Schon der erste Luchs, der nach 150 Jahren wieder in den deutschen Südwesten eingewandert war, fiel einem Unfall zum Opfer; er wurde am 1. Januar 2007 auf der A 8 bei Merklingen überfahren. Auch die zwei ersten Wölfe, die – nachdem die Tiere 1847 in Württemberg 1847 und 1866 in Baden ausgerottet worden waren – wieder Landesgebiet betraten, starben auf der Autobahn, bei Lahr und ebenfalls bei Merklingen.

Vom Wolf auf der Baar fehlt jede Spur

Derzeit sind neben Tello noch mindestens drei weitere Luchse im Land unterwegs, einer ebenfalls auf der Alb, zwei im Schwarzwald. Womöglich seien es sogar sechs, sagt Micha Hertfelder von der Forstlichen Versuchs- und Forschungsanstalt in Freiburg. Denn bei einigen Fotos seien sich die Experten nicht sicher, ob es sich um bekannte oder neue Tiere handle. Von dem ersten Wolf, der im Mai auf der Baar gesichtet worden ist, fehlt dagegen jede habhafte Spur. Entweder lebe er völlig unauffällig weiter in dem Gebiet, so Hertfelder; oder er sei umgekommen oder weitergewandert.

Trotz des Zuzugs ist es bei den Luchsen aber unwahrscheinlich, dass dauerhaft eine Population auf der Alb oder im Schwarzwald entsteht. Denn bei diesen Tieren wandern meist nur die jungen Männchen. Sie können hier also keine Partnerin finden. Eine aktive Auswilderung von Luchsen, wie es sie in der Schweiz und in den Vogesen bereits gegeben hat oder wie sie nun in Rheinland-Pfalz angelaufen ist, plant die Landesregierung in Baden-Württemberg nicht. Im Pfälzerwald wurden Ende Juli die ersten drei Luchse freigelassen, 20 sollen es bis 2021 werden. Die Kosten von 2,75 Millionen Euro trägt zur Hälfte die EU. Die Jäger unterstützen dort das Projekt; zudem handelt es sich meist um staatliche Wälder.

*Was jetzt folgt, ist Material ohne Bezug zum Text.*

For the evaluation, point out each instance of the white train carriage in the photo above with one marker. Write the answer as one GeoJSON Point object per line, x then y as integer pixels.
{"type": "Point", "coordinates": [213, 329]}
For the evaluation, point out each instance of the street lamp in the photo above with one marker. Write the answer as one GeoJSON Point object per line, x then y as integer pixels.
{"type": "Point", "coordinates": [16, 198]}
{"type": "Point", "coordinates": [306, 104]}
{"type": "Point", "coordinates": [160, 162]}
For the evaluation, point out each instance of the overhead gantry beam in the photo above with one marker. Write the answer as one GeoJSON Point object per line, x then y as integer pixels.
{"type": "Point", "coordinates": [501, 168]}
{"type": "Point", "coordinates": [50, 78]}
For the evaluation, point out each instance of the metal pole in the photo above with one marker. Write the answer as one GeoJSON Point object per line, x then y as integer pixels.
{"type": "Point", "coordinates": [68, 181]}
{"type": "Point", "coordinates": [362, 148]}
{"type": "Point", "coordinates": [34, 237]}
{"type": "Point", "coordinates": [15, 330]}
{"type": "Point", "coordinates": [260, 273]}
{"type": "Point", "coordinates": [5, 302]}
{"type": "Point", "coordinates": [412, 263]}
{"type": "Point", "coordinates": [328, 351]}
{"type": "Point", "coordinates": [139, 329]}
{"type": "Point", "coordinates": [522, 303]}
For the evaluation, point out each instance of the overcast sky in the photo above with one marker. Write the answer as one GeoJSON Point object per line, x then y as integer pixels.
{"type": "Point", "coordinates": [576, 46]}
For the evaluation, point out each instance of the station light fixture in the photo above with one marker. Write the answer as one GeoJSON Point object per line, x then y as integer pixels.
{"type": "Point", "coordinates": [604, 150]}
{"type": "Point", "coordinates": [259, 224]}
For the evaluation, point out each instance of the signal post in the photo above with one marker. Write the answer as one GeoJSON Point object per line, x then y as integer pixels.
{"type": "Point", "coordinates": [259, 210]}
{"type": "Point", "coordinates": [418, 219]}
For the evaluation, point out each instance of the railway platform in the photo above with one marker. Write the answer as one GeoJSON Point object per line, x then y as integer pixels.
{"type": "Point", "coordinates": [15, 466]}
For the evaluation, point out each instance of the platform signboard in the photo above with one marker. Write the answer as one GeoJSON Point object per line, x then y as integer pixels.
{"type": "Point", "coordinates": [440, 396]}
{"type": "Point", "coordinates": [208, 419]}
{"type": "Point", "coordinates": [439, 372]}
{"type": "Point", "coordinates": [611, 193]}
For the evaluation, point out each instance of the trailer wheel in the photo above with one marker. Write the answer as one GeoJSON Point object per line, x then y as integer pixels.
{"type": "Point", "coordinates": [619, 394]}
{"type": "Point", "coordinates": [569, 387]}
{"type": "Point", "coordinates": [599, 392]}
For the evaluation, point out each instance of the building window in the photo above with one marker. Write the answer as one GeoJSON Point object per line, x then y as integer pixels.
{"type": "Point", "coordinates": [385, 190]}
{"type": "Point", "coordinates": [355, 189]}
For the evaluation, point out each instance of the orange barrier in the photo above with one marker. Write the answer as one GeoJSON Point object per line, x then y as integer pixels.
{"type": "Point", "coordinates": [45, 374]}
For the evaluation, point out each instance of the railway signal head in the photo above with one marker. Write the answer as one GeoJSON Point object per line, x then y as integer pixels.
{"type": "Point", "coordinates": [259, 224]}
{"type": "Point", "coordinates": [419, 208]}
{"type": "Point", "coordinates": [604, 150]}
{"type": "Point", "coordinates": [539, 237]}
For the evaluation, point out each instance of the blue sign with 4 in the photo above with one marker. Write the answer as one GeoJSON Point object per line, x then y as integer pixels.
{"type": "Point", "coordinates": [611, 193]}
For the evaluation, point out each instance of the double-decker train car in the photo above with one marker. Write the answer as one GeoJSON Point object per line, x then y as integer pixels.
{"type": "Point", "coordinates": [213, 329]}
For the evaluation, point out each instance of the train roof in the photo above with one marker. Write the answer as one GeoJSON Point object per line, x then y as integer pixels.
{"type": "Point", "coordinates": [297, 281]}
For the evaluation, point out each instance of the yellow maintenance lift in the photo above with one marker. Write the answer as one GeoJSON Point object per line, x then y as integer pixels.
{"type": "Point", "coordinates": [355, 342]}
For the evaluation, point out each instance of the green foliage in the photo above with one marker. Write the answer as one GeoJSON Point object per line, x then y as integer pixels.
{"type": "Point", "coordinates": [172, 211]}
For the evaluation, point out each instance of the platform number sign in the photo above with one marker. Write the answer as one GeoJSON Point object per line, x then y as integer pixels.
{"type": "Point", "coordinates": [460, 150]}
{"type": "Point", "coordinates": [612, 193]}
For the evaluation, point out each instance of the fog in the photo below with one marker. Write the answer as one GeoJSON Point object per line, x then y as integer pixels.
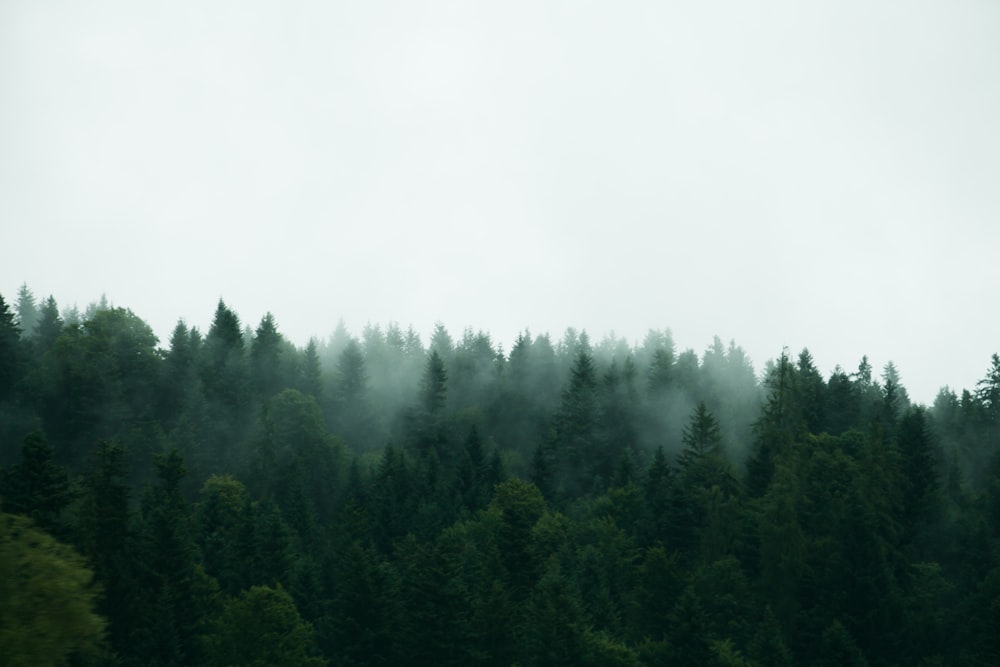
{"type": "Point", "coordinates": [783, 175]}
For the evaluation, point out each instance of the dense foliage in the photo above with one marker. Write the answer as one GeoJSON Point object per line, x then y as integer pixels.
{"type": "Point", "coordinates": [232, 499]}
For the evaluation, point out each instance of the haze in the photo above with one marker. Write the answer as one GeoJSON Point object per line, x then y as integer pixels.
{"type": "Point", "coordinates": [820, 176]}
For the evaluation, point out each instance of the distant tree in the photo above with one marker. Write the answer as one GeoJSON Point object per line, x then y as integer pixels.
{"type": "Point", "coordinates": [311, 380]}
{"type": "Point", "coordinates": [47, 599]}
{"type": "Point", "coordinates": [107, 539]}
{"type": "Point", "coordinates": [27, 310]}
{"type": "Point", "coordinates": [37, 487]}
{"type": "Point", "coordinates": [810, 393]}
{"type": "Point", "coordinates": [774, 429]}
{"type": "Point", "coordinates": [702, 437]}
{"type": "Point", "coordinates": [261, 628]}
{"type": "Point", "coordinates": [575, 423]}
{"type": "Point", "coordinates": [48, 326]}
{"type": "Point", "coordinates": [988, 392]}
{"type": "Point", "coordinates": [11, 353]}
{"type": "Point", "coordinates": [168, 622]}
{"type": "Point", "coordinates": [434, 386]}
{"type": "Point", "coordinates": [920, 467]}
{"type": "Point", "coordinates": [353, 418]}
{"type": "Point", "coordinates": [839, 648]}
{"type": "Point", "coordinates": [265, 358]}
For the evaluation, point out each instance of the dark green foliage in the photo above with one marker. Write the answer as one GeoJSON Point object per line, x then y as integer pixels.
{"type": "Point", "coordinates": [11, 351]}
{"type": "Point", "coordinates": [107, 540]}
{"type": "Point", "coordinates": [803, 522]}
{"type": "Point", "coordinates": [702, 437]}
{"type": "Point", "coordinates": [261, 628]}
{"type": "Point", "coordinates": [46, 599]}
{"type": "Point", "coordinates": [37, 487]}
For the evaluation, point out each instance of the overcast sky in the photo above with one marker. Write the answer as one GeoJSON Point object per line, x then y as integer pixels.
{"type": "Point", "coordinates": [821, 174]}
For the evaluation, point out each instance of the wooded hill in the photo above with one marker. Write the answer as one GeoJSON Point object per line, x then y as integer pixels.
{"type": "Point", "coordinates": [230, 498]}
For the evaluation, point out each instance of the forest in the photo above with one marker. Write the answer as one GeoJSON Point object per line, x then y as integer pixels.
{"type": "Point", "coordinates": [228, 498]}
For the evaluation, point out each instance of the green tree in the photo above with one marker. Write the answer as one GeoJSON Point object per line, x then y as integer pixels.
{"type": "Point", "coordinates": [11, 352]}
{"type": "Point", "coordinates": [702, 437]}
{"type": "Point", "coordinates": [266, 358]}
{"type": "Point", "coordinates": [261, 628]}
{"type": "Point", "coordinates": [353, 418]}
{"type": "Point", "coordinates": [169, 620]}
{"type": "Point", "coordinates": [27, 310]}
{"type": "Point", "coordinates": [49, 325]}
{"type": "Point", "coordinates": [37, 487]}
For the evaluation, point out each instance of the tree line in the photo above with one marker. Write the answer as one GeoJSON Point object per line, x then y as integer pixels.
{"type": "Point", "coordinates": [230, 498]}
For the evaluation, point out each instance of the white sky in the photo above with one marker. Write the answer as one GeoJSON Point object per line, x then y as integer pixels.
{"type": "Point", "coordinates": [821, 174]}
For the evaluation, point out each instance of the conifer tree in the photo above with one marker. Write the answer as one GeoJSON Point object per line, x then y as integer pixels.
{"type": "Point", "coordinates": [37, 487]}
{"type": "Point", "coordinates": [11, 353]}
{"type": "Point", "coordinates": [702, 437]}
{"type": "Point", "coordinates": [27, 310]}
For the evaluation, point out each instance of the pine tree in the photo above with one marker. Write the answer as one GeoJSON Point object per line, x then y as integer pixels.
{"type": "Point", "coordinates": [27, 310]}
{"type": "Point", "coordinates": [702, 437]}
{"type": "Point", "coordinates": [11, 352]}
{"type": "Point", "coordinates": [265, 358]}
{"type": "Point", "coordinates": [49, 325]}
{"type": "Point", "coordinates": [37, 487]}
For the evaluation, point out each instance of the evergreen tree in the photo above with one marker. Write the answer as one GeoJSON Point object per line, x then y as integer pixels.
{"type": "Point", "coordinates": [27, 310]}
{"type": "Point", "coordinates": [107, 539]}
{"type": "Point", "coordinates": [11, 353]}
{"type": "Point", "coordinates": [311, 381]}
{"type": "Point", "coordinates": [48, 326]}
{"type": "Point", "coordinates": [265, 358]}
{"type": "Point", "coordinates": [168, 623]}
{"type": "Point", "coordinates": [261, 628]}
{"type": "Point", "coordinates": [702, 437]}
{"type": "Point", "coordinates": [37, 487]}
{"type": "Point", "coordinates": [46, 599]}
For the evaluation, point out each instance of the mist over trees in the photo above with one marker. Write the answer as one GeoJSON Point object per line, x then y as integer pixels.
{"type": "Point", "coordinates": [225, 497]}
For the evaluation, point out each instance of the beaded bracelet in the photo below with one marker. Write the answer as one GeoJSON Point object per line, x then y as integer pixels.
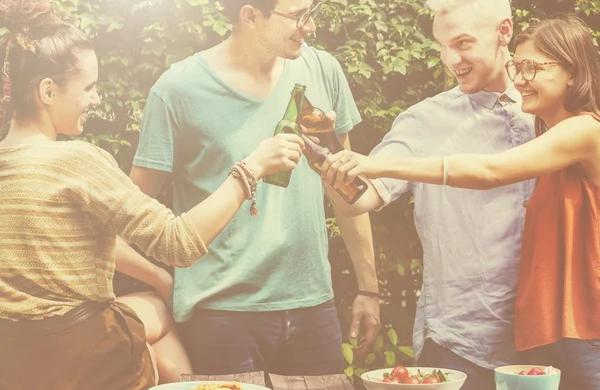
{"type": "Point", "coordinates": [368, 293]}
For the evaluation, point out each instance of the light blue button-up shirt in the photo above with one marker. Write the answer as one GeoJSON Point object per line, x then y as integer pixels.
{"type": "Point", "coordinates": [471, 239]}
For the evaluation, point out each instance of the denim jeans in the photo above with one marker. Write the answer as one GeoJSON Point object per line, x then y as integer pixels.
{"type": "Point", "coordinates": [305, 341]}
{"type": "Point", "coordinates": [478, 378]}
{"type": "Point", "coordinates": [578, 360]}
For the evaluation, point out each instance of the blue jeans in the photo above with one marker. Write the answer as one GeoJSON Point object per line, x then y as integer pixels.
{"type": "Point", "coordinates": [305, 341]}
{"type": "Point", "coordinates": [478, 378]}
{"type": "Point", "coordinates": [578, 360]}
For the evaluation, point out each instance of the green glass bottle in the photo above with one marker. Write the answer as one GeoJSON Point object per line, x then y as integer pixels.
{"type": "Point", "coordinates": [289, 124]}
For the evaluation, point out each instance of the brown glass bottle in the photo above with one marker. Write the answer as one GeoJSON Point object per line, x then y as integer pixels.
{"type": "Point", "coordinates": [316, 156]}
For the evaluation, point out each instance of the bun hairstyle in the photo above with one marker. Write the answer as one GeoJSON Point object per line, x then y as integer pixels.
{"type": "Point", "coordinates": [38, 45]}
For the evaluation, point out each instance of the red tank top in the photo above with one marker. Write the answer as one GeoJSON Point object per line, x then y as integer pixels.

In Baden-Württemberg scheitert die Ansiedelung vor allem am Veto der Landwirte und Jäger. Klaus Lachenmaier vom Landesjagdverband (LJV) sagt: Zuwandernde Luchse seien willkommen, für Tello und für den anderen Alb-Luchs namens Friedl hat der LJV die Patenschaft übernommen – aber die Auswilderung komme nicht in Frage. Es gebe noch zu viele Jäger mit Vorbehalten. In einem Leserbrief im LJV-Blatt heißt es etwa: „Sind unsere Wildtiere nicht schon genug beunruhigt? Brauchen wir dazu noch Wolf und Luchs?“

Jährlich werden im Land 167 000 Rehe geschossen

Die Abwehr beruht weniger auf Konkurrenzdenken. Ein Luchs reißt etwa ein Reh pro Woche, 20 Luchse würden so im Jahr 1000 Rehe fressen – im vergangenen Jagdjahr wurden in Baden-Württemberg 167 000 Rehe geschossen. „Es ist eher, dass die Rehe noch scheuer würden“, sagt Lachenmaier. Die Jäger könnten dann ihre Quoten nicht mehr erfüllen. Die Bauern befürchten, dass die Luchse ihre Schafe und Ziegen reißen und ihnen hohe Kosten für den Schutz der Tiere entstehen. Einen Entschädigungsfonds bei gerissenen Tieren gibt es bereits.

Der Naturschutzbund befürworte die Auswilderung, sagt Johannes Enssle – aber nur, wenn die Akzeptanz bei allen Betroffenen vorhanden sei. Sonst sei das Projekt nicht sinnvoll: Im Bayerischen Wald etwa sei die Hauptursache für Verluste der illegale Abschuss. Zudem müsste derzeit das Geld aus dem Naturschutzetat genommen werden: „Aber wir brauchen das Geld dringend für anderes – viele Arten stehen vor dem Aussterben.“ In der Arbeitsgemeinschaft Luchs sitzen alle an einem Tisch, aber dort geht es schleppend voran. Die Jäger argumentieren: Irgendwann würde der Druck in der Schweiz so groß, dass auch die Weibchen wanderten. Aber das ist Zukunftsmusik: Da bei den Wölfen alle Tiere umherziehen, wird sich im Land eher ein Wolfsrudel ansiedeln als dass sich eine stabile Luchspopulation bildet.